Prévisions chocs
Prévisions "chocs" 2026
Saxo Group
Investment Analyst
L’essor de l’intelligence artificielle et la croissance des data centers créent un besoin massif et continu en électricité, que seules des sources stables et denses comme le nucléaire peuvent fournir.
Le nucléaire devient un pilier incontournable face aux objectifs climatiques mondiaux, offrant une énergie bas carbone, stable et mature, soutenue par des politiques et des engagements internationaux.
Après des années de sous-investissement, la production mondiale peine à suivre, avec des stocks en baisse et des délais de relance des mines très longs, créant un déséquilibre durable sur le marché.

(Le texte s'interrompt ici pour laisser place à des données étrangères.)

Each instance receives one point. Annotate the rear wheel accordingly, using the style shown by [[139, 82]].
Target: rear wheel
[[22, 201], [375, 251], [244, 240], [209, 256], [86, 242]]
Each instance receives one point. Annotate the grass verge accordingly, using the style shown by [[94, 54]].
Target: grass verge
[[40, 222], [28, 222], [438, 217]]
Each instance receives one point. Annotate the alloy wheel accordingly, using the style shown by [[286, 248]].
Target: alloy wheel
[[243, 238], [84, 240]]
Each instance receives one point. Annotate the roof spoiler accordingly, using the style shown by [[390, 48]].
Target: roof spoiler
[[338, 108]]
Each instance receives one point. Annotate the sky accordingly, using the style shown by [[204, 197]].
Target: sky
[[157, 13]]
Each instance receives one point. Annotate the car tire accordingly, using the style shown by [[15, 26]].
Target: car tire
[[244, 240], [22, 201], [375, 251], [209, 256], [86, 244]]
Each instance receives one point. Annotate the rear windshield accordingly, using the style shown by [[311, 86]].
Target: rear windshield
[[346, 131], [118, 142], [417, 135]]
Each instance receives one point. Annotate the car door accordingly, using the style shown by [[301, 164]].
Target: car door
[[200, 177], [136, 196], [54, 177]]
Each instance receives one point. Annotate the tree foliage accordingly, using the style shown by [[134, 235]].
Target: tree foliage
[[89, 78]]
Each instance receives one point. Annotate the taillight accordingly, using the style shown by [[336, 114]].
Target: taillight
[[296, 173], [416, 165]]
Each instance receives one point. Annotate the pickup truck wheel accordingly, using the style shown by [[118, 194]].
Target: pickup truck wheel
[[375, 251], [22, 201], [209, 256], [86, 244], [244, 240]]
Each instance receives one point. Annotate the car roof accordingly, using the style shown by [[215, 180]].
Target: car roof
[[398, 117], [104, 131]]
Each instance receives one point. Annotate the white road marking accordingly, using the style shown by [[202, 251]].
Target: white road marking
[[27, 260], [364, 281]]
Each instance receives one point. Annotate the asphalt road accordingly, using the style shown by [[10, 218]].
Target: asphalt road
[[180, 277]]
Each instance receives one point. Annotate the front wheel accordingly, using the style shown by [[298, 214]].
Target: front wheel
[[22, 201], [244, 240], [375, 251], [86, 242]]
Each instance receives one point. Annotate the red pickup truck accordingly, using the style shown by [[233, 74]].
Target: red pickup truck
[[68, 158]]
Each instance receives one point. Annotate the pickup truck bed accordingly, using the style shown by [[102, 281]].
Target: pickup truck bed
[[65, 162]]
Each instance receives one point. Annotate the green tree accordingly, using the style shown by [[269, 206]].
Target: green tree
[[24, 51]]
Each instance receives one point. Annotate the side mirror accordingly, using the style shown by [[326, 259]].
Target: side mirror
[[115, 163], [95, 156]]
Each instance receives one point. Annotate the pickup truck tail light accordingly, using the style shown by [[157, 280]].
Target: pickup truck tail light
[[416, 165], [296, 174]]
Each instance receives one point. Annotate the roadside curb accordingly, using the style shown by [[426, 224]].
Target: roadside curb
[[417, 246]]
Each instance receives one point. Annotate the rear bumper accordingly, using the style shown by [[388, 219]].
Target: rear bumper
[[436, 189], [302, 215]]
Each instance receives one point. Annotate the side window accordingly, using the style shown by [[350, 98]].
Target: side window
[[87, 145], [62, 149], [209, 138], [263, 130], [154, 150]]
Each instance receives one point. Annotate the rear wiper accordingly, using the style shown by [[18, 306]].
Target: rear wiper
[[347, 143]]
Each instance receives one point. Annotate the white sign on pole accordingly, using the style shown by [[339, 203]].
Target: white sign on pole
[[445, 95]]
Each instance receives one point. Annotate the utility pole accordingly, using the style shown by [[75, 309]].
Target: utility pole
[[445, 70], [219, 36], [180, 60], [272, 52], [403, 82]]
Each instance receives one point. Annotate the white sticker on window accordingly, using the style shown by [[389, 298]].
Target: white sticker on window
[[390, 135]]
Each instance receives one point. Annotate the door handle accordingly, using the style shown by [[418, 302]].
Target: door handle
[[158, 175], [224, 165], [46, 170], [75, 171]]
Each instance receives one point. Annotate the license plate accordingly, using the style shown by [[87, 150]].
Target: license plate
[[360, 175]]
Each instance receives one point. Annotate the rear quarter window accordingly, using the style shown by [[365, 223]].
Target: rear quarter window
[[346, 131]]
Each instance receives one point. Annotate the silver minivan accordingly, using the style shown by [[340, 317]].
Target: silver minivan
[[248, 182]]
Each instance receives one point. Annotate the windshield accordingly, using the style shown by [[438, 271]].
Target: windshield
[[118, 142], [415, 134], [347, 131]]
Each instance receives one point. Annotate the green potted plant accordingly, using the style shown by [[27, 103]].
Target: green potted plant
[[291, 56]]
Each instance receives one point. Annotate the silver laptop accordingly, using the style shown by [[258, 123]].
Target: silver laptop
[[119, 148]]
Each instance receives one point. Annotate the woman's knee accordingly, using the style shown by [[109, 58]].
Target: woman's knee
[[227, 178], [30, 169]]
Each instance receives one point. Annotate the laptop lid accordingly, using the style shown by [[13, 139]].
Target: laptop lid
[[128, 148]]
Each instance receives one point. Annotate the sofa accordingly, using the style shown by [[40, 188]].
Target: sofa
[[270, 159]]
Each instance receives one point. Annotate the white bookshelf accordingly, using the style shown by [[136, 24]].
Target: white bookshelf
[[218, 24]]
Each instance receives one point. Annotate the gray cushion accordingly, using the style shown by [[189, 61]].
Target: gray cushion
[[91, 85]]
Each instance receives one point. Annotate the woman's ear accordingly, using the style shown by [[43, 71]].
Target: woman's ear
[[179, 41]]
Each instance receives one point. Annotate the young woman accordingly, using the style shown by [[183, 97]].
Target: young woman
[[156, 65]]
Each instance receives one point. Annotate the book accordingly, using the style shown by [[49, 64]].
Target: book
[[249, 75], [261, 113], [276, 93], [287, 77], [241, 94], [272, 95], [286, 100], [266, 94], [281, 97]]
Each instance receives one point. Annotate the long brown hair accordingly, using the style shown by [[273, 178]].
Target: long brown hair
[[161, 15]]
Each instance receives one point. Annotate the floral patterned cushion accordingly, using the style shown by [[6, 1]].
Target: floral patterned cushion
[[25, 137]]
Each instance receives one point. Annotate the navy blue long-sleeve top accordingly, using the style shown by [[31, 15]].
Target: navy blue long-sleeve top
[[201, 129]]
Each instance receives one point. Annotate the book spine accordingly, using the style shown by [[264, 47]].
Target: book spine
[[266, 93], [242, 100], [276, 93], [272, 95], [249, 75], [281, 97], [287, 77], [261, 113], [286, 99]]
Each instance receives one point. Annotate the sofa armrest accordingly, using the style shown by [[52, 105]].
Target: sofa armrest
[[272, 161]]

Après deux décennies de désintérêt, l'uranium revient sur le devant de la scène, et cette fois, la dynamique est d'une toute autre ampleur. La demande augmente fortement, portée notamment par le numérique, tandis que l'offre peine à suivre après des années de sous-investissement. Avec un soutien politique désormais très large, l'uranium s'impose aujourd'hui comme l'une des thématiques les plus structurelles parmi les matières premières.
Le marché mondial de l'uranium est passé d'un surplus chronique à un déficit structurel, que les stocks ne peuvent plus combler. Après deux décennies de sous-investissement, la chaîne de production mondiale reste fragile : les besoins des réacteurs dépassent actuellement la production minière de 40 à 50 millions de livres par an.

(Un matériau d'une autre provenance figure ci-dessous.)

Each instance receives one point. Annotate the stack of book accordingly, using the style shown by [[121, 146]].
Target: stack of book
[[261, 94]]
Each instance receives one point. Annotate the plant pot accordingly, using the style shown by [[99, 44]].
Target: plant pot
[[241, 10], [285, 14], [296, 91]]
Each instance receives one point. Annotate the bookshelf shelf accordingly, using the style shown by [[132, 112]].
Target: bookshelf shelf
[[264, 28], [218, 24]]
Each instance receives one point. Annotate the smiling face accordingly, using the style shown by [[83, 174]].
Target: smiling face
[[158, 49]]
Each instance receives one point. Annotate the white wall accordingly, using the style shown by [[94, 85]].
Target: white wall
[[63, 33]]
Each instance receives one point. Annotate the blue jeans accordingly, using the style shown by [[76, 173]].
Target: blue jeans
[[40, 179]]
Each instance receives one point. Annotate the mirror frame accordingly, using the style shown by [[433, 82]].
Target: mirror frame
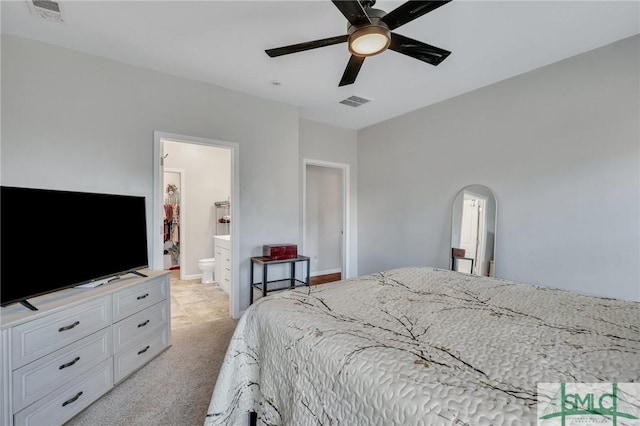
[[487, 263]]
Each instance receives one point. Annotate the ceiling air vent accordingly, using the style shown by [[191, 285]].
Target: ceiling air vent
[[47, 9], [355, 101]]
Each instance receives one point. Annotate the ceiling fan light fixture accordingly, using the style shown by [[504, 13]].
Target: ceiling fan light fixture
[[369, 40]]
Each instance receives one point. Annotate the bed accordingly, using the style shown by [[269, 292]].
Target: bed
[[418, 346]]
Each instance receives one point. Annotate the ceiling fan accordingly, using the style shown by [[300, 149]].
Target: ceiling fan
[[369, 32]]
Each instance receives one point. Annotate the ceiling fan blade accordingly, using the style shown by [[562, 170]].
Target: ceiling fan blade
[[409, 11], [353, 11], [308, 45], [417, 49], [352, 70]]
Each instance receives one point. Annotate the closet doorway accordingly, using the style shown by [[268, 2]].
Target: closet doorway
[[325, 217], [173, 204], [212, 167]]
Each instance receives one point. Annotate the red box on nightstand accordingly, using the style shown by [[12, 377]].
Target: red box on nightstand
[[280, 251]]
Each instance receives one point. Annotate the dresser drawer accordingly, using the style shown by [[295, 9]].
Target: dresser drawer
[[133, 329], [127, 361], [35, 380], [129, 301], [61, 405], [34, 339]]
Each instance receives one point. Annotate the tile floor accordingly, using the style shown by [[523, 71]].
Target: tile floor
[[193, 302]]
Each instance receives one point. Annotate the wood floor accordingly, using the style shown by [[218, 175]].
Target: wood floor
[[322, 279]]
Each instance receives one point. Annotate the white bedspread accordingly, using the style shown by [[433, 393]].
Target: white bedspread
[[418, 346]]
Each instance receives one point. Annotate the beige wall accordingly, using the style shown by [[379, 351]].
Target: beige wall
[[560, 148]]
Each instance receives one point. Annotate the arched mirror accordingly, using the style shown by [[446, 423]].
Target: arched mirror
[[473, 231]]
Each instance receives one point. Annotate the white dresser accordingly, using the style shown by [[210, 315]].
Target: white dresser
[[222, 250], [79, 344]]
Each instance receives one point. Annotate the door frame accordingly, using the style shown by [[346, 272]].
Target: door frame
[[346, 234], [481, 231], [157, 221], [183, 210]]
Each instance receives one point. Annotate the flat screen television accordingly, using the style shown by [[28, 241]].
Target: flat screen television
[[52, 240]]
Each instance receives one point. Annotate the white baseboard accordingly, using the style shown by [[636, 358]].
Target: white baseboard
[[193, 277]]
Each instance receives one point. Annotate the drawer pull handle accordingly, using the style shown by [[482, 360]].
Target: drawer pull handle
[[69, 401], [70, 363], [68, 327]]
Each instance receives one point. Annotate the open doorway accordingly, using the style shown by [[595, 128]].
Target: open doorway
[[212, 169], [325, 225]]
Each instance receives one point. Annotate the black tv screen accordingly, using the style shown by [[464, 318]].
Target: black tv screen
[[51, 239]]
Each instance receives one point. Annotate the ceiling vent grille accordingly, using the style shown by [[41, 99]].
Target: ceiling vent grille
[[47, 9], [355, 101]]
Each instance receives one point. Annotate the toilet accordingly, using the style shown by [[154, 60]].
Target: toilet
[[207, 266]]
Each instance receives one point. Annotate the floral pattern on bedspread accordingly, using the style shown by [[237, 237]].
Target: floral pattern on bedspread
[[418, 346]]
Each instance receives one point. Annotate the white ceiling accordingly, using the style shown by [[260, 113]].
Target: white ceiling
[[223, 43]]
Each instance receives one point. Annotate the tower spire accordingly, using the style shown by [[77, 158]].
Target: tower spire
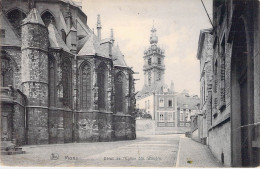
[[99, 27], [153, 37], [112, 36]]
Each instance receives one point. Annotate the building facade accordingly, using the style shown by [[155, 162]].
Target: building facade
[[233, 135], [61, 83], [205, 55], [156, 98]]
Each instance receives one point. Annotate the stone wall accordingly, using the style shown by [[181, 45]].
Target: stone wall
[[220, 143]]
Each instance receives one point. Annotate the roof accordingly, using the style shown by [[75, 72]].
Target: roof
[[187, 102], [73, 3], [55, 39], [92, 47], [33, 17], [10, 39], [155, 88]]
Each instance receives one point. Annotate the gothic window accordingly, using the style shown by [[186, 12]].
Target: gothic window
[[222, 75], [66, 82], [102, 86], [48, 18], [161, 118], [52, 85], [149, 78], [120, 92], [2, 33], [6, 72], [181, 115], [15, 17], [149, 61], [86, 86]]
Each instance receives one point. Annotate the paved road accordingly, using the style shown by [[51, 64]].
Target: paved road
[[145, 151]]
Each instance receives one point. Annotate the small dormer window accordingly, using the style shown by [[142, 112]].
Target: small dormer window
[[159, 61]]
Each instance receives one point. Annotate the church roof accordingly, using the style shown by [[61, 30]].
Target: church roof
[[158, 88], [187, 102], [55, 39], [33, 17], [10, 39], [92, 47]]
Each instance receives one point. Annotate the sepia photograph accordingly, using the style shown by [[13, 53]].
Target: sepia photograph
[[130, 83]]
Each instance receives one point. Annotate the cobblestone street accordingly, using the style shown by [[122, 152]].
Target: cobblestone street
[[145, 151]]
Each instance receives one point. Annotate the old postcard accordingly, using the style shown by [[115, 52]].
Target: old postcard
[[130, 83]]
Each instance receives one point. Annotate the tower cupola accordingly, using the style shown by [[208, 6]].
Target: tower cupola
[[153, 37]]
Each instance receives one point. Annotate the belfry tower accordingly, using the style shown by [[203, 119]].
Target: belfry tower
[[154, 67]]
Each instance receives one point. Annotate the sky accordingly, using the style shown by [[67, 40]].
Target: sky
[[178, 24]]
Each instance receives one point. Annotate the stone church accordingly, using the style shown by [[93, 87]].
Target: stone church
[[60, 82], [170, 111]]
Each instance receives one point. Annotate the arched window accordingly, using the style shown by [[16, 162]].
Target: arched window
[[6, 72], [63, 35], [15, 17], [86, 86], [102, 86], [120, 100], [66, 82], [47, 18], [52, 84]]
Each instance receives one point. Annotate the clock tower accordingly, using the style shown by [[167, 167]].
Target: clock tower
[[154, 67]]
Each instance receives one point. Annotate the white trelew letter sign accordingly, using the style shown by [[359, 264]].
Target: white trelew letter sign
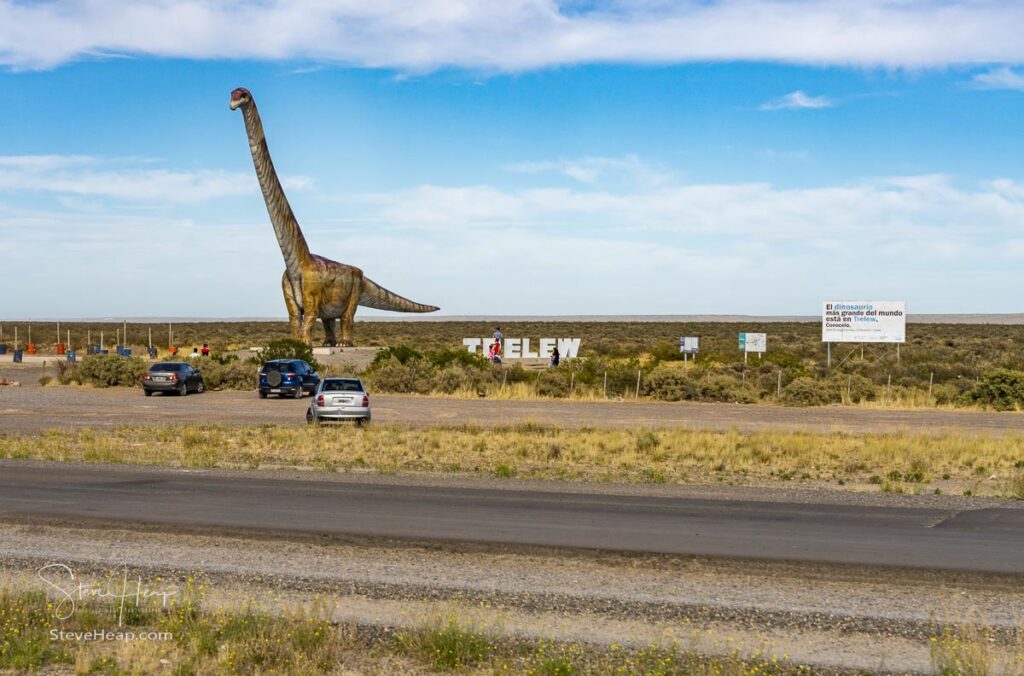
[[522, 348]]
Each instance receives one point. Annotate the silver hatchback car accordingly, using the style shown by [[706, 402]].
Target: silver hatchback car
[[340, 398]]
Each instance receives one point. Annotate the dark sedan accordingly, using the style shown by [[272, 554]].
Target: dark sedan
[[176, 377], [288, 378]]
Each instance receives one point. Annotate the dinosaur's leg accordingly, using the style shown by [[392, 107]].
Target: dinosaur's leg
[[294, 311], [330, 331], [310, 308], [348, 317]]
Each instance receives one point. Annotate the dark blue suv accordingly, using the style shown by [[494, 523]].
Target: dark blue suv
[[287, 378]]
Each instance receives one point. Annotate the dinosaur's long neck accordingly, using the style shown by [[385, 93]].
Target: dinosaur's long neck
[[293, 245]]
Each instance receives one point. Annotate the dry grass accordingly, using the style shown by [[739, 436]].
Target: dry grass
[[891, 462], [189, 638]]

Les stocks commerciaux mondiaux ont chuté de 38% depuis 2012, atteignant environ 800 millions de livres fin 2023, et ne suffisent plus à absorber le déséquilibre. Relancer une mine prend 7 à 12 ans, ce qui rend l'offre rigide et incapable de répondre rapidement à la demande croissante.
Avec une demande prévue en forte hausse et une production minière sous contrainte, le déficit structurel risque de s'accentuer fortement, créant un déséquilibre durable qui soutient les prix et renforce l'attrait stratégique de l'uranium.
Les Small Modular Reactors (SMR) constituent la disruption technologique qui peut changer les règles du jeu sur les vingt prochaines années. Ces mini-réacteurs de 50 à 500 MW sont conçus en usine, modulaires, et déployables en 3 à 5 ans contre 10 à 15 ans pour un grand réacteur. Leur attrait pour les Big Tech est évident : installation à proximité des data centers, puissance dédiée et scalable, délai de construction adapté au rythme du numérique.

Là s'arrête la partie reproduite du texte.